Thats >100x speedup over the original code, and you can still optimize further, e.g. by letting `vert` be a `SMatrix` in the first place, avoid transposition, and maybe allocating `G1` and `G2` outside the function.

I fact, I would consider whether to use `StaticArrays.jl` throughout your code, since you can get dramatic speedups. Perhaps it is still a bit immature to let your entire codebase rely on it (don’t take my word for it), but you can at least use it here to fix your bottleneck.

One more note: Please use infix operators in the infix position. It makes your code so much easier to read Also, I don’t see any reason to use `A_mul_Bt(G, G)` et. al. over `G * G'`; the latter is much more readable, and should be as fast.

#7

`vcat` is, unfortunately, type-unstable at the moment and this explains the memory allocation you are seeing.

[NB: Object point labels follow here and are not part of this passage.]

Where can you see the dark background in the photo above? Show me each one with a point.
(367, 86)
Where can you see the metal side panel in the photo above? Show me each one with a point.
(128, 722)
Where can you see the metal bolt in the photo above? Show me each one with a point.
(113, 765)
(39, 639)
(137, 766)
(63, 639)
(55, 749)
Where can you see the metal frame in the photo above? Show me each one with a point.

``````julia> f() = [ones(4); 3.4]
f (generic function with 1 method)

julia> @code_warntype f()
Variables:
#self#::#f

Body:
begin
return \$(Expr(:invoke, LambdaInfo for vcat(::Array{Float64,1}, ::Float64), :(Main.vcat), :(\$(Expr(:invoke, LambdaInfo for fill!(::Array{Float64,1}, ::Float64), :(Base.fill!), :((Core.ccall)(:jl_alloc_array_1d,(Core.apply_type)(Core.Array,Float64,1)::Type{Array{Float64,1}},(Core.svec)(Core.Any,Core.Int)::SimpleVector,Array{Float64,1},0,4,0)::Array{Float64,1}), :((Base.box)(Float64,(Base.sitofp)(Float64,1)))))), 3.4))
end::Any
``````

#8

You can get a better speed up from StaticArrays.jl if you get the sizes of the matrices from the type parameters:

``````using StaticArrays

function stima3(vertices::Matrix)
d = size(vertices,2)
G = \([ones(1,d+1);vertices'],[zeros(1,d);eye(d)])
return /(det([ones(1,d+1);vertices']) * *(G, G'), prod(1:d))
end

function stima3{N,D}(vertices::SMatrix{N,D})
U = [ones(SMatrix{1,N}); vertices']
# unfortunately StaticArrays doesn't define \(::SArray, ::SArray) yet.
G = inv(U) * [zeros(SMatrix{1,D}); eye(SMatrix{D,D})]
return (det(U) * G * G') / prod(1:D)
end

vertices = randn(3,2)
svertices = SMatrix{3,2}(vertices)

stima3(vertices)
stima3(svertices)

using BenchmarkTools

@benchmark stima3(\$vertices)
@benchmark stima3(\$svertices)
``````

which gives:

``````julia> @benchmark stima3(\$vertices)
BenchmarkTools.Trial:
samples:          10000
evals/sample:     1
time tolerance:   5.00%
memory tolerance: 1.00%
memory estimate:  3.36 kb
allocs estimate:  51
minimum time:     13.30 μs (0.00% GC)
median time:      20.35 μs (0.00% GC)
mean time:        28.24 μs (1.57% GC)
maximum time:     10.13 ms (0.00% GC)

julia> @benchmark stima3(\$svertices)
BenchmarkTools.Trial:
samples:          10000
evals/sample:     994
time tolerance:   5.00%
memory tolerance: 1.00%
memory estimate:  0.00 bytes
allocs estimate:  0
minimum time:     31.00 ns (0.00% GC)
median time:      32.00 ns (0.00% GC)
mean time:        33.08 ns (0.00% GC)
maximum time:     497.00 ns (0.00% GC)
``````

which is almost an 1000x speed up!

(also, note the complete lack of any memory allocations).

#9

This is cool. Is there some general advice on what format to use if I have a fixed size sparse array - use sparse or StaticArray? (sorry if this derails the conversation slightly).

#10

Yes these two formats optimized are for opposite use cases. You want to use sparse for large arrays and Static for small (like 3x3 matrices etc.) ones.

#11

Thanks! Is there anything better than a really clear recommendation?